Amid fragile political situation in the country, some cracks appeared for the first time in the ruling coalition on Tuesday when two allied parties boycotted the federal cabinet meeting over a controversial bill regarding revival of the Reko Diq copper and gold mine project in Balochistan.

Sources privy to the cabinet meeting, presided over by Prime Minister Shehbaz Sharif, told Dawn that two of the allies — Jamiat Ulema-i-Islam (JUI-F) and Balochistan National Party-Mengal (BNP-Mengal) —boycotted that meeting to register their protest, but later joined it.

Sensing the gravity of the situation, the PM formed a cabinet committee to remove grievances of JUI-F and BNP-M and held out an assurance that an amendment bill would soon be tabled in the parliament after consulting the two allies.

The annoyed parties were of the opinion that the recently passed bill — the Foreign Investment (Promotion and Protection) Bill, 2022, in the Senate — supposedly to protect Reko Diq investment, was against the rights of the people of Balochistan and that both parties had not been taken on board during preparation of the bill.

It is learnt that after the cabinet meeting, both JUI-F and BNP-M held their separate meetings in which they discussed the option of leaving the alliance if their demands were not met.

However, Information Minister Marriyum Aurangzeb, in a post-cabinet meeting statement, said the cabinet had formed a committee to allay the fears of the annoyed parties.

“The cabinet committee will talk to leaders of the allied parties, take them into confidence and remove their reservations. An amendment bill will soon be tabled in the parliament after consultation,” she added.

She said the cabinet had approved the Reko Diq project funding plan and a final deal of the project with two international firms, which would be signed on Thursday.

The cabinet also approved a regulatory framework for reconstitution of the Reko Diq and state-owned enterprises.

The meeting was apprised that the Supreme Court on Dec 9 had declared an agreement signed between the Pakistan government and two international firms — Antofagasta PLC and Barrick Gold Corporation — in March for the revival of the long-stalled Reko Diq mining project as “legal” and “transparent”.

The Senate on Monday passed the Foreign Investment (Promotion and Protection) Bill, 2022 — paving the way for the reconstitution of a Reko Diq mining project.

PML-N leader Mian Javed Latif said in a news channel talk show that the reservations of the JUI-F and the BNP-M were justified and that the government would remove them within two days. However, he was confident that the annoyed parties would not leave the coalition, as some amendments were being made to the bill.

He said that not only the two parties but all four provinces had some reservations on the bill regarding 18th Constitution amendment and the issue would be resolved soon.

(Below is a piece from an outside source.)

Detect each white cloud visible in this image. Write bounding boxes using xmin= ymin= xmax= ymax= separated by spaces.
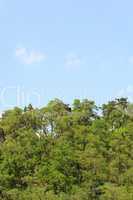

The original agreement for the Reko Diq mining project was signed in 2006, and it set aside a share of 37.5 percent to Canada’s Barrick Gold and Chile’s Antofagasta each while the Balochistan government received a 25 percent stake.

The two international firms were part of the consortium Tethyan Copper company and had found vast gold and copper deposits at Reko Diq in Balochistan.

But the hugely lucrative open-pit mine project came to a standstill in 2011 after the local government refused to renew Tethyan Copper’s lease, and in 2013 Supreme Court declared it invalid.

In 2019, the World Bank’s arbitration tribunal committee imposed a penalty on Pakistan for unlawful denial of mining.

In March, the federal and Balo­ch­istan governments reached an agreement with two firms — Antofagasta PLC and Barrick Gold Corporation — on a framework to reconstitute the Reko Diq project that allowed Antofagasta to make an exit.

The reconstituted project, which will excavate gold and copper reserves in Balochistan, saved Pakistan from an $11 billion penalty in the Reko Diq case.

Under the new agreement, Barrick decided to become a 50 percent partner with the governments of Pakistan and Balochistan and three state-owned entities in the project, while the Chilean firm exited the contract in exchange for $900 million paid by Pakistani shareholders.

Balochistan government holds a 25pc stake in the project under the new pact and other 25pc shareholding is controlled equally (8.33pc) by three state-owned enterprises.